Iceland had entertained at their first ever international tournament, but most expected England to beat them. Although Roy Hodgson’s side caused all of their own problems, nobody could deny that Iceland deserved their 2 – 1 victory. Their luck did not stretch to the next round, with France beating them 5 – 2.

The most impressive result of the quarter-finals was undoubtedly Wales’ 3 – 1 victory over Belgium. Having a so-called “Golden Generation” these days seems to be something of a curse. Like England ten years ago, much has been expected of Belgium with so many of their players plying their trade in Europe’s top leagues but, once again, they failed to deliver.

The fact that Germany made it to the latter stages is no surprise. The fact that they beat Italy in the quarter-final made history. Prior to Euro 2016 Germany had never beaten Italy in a competitive match, and even this was on penalties following a 1 – 1 draw.

The semi-final match between Portugal and Wales meant that at least one rank outsider would be in the final. The suspension of Aaron Ramsey for a booking picked up against Belgium meant that Wales would be without their star performer in midfield. Having already exceeded everyone’s expectations, Portugal was just a bridge too far as they were beaten 2 – 0. This was their first European Championship qualification and they were a credit to their country.

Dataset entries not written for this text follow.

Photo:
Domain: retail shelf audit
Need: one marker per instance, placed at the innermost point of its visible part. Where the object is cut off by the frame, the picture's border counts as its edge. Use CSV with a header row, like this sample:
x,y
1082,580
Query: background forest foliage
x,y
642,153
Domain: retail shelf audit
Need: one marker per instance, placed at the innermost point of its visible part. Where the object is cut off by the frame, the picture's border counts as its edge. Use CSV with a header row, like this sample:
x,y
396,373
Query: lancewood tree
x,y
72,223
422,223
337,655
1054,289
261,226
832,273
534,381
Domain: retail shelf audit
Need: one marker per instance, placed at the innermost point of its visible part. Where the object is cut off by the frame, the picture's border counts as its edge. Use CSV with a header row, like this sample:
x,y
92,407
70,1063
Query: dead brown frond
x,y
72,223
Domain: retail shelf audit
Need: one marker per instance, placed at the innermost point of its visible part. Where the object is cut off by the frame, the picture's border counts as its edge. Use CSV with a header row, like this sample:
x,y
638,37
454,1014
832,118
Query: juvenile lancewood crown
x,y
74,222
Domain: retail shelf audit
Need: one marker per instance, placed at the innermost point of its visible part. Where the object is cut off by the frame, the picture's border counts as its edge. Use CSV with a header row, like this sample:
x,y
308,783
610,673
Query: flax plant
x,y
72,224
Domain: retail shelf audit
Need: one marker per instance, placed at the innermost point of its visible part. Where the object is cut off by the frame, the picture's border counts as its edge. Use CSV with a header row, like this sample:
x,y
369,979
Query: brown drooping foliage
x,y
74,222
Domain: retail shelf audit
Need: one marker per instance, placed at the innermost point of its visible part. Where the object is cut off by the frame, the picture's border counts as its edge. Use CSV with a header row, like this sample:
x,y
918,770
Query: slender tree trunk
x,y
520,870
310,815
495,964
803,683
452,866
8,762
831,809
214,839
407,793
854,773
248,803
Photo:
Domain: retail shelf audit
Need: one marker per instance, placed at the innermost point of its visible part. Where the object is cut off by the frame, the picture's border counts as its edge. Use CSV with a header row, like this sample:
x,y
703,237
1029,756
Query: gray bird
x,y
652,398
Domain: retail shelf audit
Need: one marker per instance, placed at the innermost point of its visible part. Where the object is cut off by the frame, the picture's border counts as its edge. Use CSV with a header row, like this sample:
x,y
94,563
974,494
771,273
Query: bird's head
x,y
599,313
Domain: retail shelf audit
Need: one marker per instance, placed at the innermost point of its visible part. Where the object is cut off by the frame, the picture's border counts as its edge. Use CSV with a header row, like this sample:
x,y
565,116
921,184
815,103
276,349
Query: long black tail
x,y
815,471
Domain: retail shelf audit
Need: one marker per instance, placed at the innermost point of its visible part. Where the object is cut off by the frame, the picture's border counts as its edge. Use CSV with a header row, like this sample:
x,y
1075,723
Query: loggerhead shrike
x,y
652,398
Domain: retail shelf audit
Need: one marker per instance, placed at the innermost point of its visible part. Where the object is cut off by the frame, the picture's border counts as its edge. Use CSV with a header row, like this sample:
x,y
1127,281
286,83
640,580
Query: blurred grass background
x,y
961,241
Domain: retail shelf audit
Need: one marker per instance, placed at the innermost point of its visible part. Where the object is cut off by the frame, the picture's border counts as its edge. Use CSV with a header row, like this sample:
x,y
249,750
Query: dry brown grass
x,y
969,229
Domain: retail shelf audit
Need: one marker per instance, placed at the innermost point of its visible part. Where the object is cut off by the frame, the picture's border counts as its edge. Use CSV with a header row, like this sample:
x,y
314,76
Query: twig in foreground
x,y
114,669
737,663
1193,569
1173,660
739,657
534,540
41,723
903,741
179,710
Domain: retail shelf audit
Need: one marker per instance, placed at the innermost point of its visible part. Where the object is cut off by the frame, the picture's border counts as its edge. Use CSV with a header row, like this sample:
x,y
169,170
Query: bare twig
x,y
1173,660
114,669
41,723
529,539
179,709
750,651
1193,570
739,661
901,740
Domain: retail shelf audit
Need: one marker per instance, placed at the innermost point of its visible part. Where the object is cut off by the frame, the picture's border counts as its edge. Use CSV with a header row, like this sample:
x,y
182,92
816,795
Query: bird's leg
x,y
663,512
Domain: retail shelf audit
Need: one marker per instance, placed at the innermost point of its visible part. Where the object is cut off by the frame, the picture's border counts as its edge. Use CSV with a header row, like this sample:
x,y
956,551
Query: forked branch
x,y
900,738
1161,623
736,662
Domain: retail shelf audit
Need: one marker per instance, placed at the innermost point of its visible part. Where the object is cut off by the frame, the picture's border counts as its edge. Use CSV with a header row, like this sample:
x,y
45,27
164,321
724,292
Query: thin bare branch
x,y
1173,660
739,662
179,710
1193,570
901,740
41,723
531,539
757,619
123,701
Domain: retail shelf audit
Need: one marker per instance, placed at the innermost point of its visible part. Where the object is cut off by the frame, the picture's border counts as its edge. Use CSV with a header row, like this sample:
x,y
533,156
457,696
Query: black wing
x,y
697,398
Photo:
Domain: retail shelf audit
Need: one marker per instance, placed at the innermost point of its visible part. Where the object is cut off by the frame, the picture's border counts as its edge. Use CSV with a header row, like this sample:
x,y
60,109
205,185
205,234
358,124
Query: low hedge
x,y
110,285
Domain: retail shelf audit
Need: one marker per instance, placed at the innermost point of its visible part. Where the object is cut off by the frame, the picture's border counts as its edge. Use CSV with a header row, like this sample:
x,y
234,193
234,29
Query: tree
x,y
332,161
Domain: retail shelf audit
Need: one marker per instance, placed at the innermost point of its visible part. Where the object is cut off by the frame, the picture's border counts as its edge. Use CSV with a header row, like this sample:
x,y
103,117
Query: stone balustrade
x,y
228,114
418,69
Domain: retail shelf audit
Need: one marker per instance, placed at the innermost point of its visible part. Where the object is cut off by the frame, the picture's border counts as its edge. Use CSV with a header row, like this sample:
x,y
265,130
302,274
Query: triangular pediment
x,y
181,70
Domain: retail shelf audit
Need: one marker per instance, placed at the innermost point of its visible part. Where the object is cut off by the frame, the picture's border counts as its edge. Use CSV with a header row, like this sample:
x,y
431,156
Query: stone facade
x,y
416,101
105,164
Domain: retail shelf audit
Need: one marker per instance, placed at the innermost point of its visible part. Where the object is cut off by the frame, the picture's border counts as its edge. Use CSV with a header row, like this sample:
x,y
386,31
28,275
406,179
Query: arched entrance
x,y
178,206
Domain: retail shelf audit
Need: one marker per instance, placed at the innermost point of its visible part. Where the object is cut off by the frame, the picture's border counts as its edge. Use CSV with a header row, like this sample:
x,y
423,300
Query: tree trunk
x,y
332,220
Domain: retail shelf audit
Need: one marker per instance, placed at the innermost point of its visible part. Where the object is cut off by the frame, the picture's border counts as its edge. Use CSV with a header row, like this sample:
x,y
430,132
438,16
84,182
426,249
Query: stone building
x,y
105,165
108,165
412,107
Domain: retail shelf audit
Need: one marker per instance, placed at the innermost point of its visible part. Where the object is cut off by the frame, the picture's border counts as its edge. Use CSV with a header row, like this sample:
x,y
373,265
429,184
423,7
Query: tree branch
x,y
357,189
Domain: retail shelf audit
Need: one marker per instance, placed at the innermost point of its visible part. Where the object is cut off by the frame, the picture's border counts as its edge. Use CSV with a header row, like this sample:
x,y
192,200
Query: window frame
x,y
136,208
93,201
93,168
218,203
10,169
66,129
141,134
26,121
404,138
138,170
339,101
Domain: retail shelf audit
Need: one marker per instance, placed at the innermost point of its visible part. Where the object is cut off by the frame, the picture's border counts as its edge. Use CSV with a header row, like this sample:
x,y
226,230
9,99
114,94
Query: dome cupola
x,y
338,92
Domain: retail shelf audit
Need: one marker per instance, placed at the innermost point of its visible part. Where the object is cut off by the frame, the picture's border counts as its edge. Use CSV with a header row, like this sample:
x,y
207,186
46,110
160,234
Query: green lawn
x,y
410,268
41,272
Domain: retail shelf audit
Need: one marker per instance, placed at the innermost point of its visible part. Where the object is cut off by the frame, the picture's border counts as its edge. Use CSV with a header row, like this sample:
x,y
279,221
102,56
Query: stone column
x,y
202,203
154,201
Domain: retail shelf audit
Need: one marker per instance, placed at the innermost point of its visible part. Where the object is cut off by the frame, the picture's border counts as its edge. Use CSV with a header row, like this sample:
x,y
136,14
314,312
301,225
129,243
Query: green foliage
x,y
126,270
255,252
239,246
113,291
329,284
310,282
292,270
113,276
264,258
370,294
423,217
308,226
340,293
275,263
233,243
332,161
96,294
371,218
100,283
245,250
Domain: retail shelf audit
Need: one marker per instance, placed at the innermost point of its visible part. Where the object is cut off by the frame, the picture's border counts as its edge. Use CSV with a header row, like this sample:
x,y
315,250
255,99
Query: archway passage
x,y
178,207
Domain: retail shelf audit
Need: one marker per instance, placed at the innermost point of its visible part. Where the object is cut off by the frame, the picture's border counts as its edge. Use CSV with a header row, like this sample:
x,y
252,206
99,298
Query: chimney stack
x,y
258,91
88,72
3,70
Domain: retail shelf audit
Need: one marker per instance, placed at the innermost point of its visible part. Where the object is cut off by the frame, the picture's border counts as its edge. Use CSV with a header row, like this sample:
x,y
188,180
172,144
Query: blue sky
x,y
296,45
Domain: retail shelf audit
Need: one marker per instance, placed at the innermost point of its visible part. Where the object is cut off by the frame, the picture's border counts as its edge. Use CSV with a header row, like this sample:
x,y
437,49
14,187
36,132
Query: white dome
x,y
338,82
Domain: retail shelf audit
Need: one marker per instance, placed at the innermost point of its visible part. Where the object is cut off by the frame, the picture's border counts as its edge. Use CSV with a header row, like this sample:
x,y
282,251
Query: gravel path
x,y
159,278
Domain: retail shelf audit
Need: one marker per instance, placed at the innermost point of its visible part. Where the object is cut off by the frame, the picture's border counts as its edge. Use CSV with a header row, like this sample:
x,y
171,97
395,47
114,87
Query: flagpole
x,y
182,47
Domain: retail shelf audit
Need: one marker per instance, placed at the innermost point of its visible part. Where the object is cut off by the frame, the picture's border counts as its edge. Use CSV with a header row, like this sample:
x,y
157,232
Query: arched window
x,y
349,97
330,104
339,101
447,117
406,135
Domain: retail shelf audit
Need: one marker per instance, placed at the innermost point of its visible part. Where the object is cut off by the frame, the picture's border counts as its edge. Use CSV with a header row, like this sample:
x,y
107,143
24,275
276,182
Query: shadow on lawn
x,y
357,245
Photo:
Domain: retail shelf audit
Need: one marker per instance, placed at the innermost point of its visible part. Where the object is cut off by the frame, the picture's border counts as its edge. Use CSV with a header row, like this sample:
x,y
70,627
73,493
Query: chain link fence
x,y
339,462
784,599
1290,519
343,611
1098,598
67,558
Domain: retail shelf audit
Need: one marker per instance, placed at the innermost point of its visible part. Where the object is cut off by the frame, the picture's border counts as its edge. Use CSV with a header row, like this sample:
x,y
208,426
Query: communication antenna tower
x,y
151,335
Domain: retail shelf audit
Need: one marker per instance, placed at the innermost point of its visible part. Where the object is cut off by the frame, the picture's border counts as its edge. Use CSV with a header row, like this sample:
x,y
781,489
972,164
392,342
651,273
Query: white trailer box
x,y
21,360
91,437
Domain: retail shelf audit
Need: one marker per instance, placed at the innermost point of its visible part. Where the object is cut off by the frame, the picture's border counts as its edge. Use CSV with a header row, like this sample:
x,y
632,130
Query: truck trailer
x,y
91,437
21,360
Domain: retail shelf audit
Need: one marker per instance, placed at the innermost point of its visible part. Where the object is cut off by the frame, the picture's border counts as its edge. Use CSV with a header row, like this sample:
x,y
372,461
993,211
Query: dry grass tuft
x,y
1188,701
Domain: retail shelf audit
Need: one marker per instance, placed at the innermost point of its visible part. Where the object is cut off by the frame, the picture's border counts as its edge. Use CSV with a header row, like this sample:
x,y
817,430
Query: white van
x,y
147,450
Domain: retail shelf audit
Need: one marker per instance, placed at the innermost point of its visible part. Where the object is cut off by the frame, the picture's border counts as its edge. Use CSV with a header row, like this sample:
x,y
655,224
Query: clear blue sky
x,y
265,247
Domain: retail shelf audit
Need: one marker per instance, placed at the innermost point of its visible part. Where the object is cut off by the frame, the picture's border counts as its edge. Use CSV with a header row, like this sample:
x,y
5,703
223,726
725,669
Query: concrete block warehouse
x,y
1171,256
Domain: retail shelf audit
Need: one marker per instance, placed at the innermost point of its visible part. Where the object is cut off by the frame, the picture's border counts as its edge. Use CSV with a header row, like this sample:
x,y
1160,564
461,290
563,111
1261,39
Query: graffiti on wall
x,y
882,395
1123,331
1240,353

France were most people’s favourites to win Euro 2016, with a strong squad and home advantage to their credit. They further enhanced their credentials by beating World Cup holders Germany in the semi-final. Portugal had shocked many people by just being in the final, having won just one match inside ninety minutes. Circumstances dictated that they would have to spring a few more surprises.

Ronaldo was forced off with a knee injury midway through the first half, and it seemed their luck had finally run out. They were forced to play the remainder of the match without their talisman. Portugal’s response was to carry on regardless, and do what they had for the whole tournament. They got the job done, with goalkeeper Rui Patrício particularly impressive as France repeatedly tested him.

Renato Sanches was voted Young Player of the Tournament, but he had been ineffective in the final. He was replaced by the only recognised centre-forward in Portugal’s squad, Éder, in the 79th minute. If France were not too worried at facing a striker with only three international goals to his name, they were given a wake-up call in extra time. There seemed to be no danger when Éder received the ball thirty yards from goal. Taking a run at the defence and holding off Laurent Koscielny, he hit a low shot past Hugo Lloris from just outside the area.

This is Portugal’s first international trophy and the surprise is that they have done it with one of their weakest sides. Apart from Ronaldo, this is not a star-studded side packed with names like Eusébio, Rui Costa or Figo. Passion, hard work and a sprinkling of good fortune have been the key to their triumph. For this reason alone, nobody can say they don’t deserve it.

2016: The Year of the Underdog


Although 2016 still has almost five months left, most of the year’s silverware has been won, but the shocks continue. The Champions League qualifiers have just kicked off, and seen Celtic beaten by a semi-professional team from Gibraltar. The year of the underdog may have a few chapters still to write.